I’ve been playing fish tanks for the last fifteen years, which are adventures made up by relations. Each scene should reveal at least one relation so the players have something new to think about. I tend to give out 2-3 bits of information for each scene, often non-related to each other or an outer layer of something I will give more details about later. I’ve written, in both articles about the fish tank, that the game master should reveal a relation that is connected to the faction that the players are interacting with, but I realized now that I can give out any kind of relation, not just the parts connected to where the players are on the mindmap.

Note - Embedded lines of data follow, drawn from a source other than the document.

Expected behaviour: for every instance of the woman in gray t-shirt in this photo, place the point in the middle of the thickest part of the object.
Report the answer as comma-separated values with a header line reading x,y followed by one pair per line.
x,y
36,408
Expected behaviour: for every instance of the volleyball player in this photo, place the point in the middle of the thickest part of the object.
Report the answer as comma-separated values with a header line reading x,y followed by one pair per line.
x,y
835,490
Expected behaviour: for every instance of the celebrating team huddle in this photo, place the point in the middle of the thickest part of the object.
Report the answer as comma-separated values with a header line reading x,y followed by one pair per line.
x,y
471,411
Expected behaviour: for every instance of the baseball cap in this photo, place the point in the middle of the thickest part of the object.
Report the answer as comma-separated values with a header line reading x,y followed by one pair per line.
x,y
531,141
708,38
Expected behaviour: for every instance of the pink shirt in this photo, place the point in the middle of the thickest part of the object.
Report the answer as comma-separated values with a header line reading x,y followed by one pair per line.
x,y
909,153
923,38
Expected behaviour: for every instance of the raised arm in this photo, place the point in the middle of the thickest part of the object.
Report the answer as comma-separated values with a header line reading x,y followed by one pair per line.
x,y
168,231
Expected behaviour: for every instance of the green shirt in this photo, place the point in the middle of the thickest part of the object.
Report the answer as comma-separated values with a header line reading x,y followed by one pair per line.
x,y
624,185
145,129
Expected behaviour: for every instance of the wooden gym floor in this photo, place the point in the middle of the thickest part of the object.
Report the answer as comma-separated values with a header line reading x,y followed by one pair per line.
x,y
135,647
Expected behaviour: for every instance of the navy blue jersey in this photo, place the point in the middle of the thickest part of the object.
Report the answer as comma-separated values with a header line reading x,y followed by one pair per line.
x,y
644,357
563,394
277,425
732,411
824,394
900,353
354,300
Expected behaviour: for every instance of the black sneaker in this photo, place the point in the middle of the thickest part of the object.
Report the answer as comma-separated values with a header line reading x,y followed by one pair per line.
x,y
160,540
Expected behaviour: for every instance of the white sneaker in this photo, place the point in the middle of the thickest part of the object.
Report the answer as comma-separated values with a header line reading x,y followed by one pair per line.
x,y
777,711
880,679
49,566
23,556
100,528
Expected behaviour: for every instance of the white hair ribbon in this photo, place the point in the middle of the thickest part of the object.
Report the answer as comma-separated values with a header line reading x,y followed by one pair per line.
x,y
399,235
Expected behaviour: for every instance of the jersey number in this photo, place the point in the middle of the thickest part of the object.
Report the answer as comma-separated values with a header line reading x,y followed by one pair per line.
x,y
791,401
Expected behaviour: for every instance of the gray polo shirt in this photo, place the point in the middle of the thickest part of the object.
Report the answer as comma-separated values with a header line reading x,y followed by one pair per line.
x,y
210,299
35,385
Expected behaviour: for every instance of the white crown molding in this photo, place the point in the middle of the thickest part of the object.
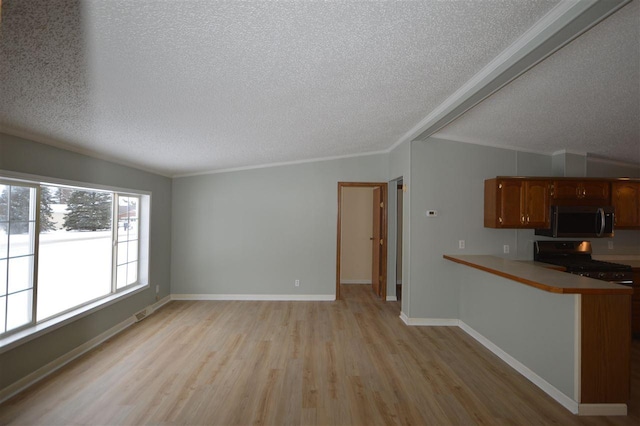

Sure, the mindmap in the fish tank (see link) is a way of inject creativity into adventure creating, and it’s a way of visualize the adventure, but I start to wonder if you can’t just get away with a short summary of what has happened, what is going to happen if the players doesn’t intervene, and then present the adventure through a list of names, character concepts, relations/information/clues, one starting scene, and finally possible end scenes. Just chuck it over to the game master, and let that person build an adventure of their own from the pieces. Because whenever I read a written adventure, I still need to do a lot of work. Summarize, change, add, and other kinds of preparations.

I rarely write my own adventures for others, because I base them loosely on the players’ characters - their goals, backgrounds, and relations … but if I write an adventure with the style above, it doesn’t really matter what kind of characters there are, because the game master can easily work those into the adventure. I noticed this when I played that huge campaign I talked about in the OP, and how easily I could work the characters into the story after I ripped out all the clues (information), and presented them whenever the players did something, even if it had something to do with the world that they players themselves came up with, and therefor couldn’t have been in the campaign to begin with.

That said, it’s also up to the players to get away from the notion that they can “sabotage” the adventure by not following “the track” or thinking that they are side railing the whole adventure by coming up with agendas of their own. Because the adventure structure I propose adapts to what the players do, instead of the other way around. I had some players laugh and tell me “I figured everything out”, when I instead mainly followed the player’s ideas instead of trying to force my own solution upon them.


I very much agree. A couple of characters, five locations and a dozen clues is enough for an evening of „investigation“, I find. Oh, and a compelling start scene.

And I must say I enjoy ripping old school modules up that way, highlighting the good bits, taking notes. I maybe even enjoy it as much as actually playing.

Unlike you, of course, I didn‘t arrive there on my own, I learnt it from that podcast.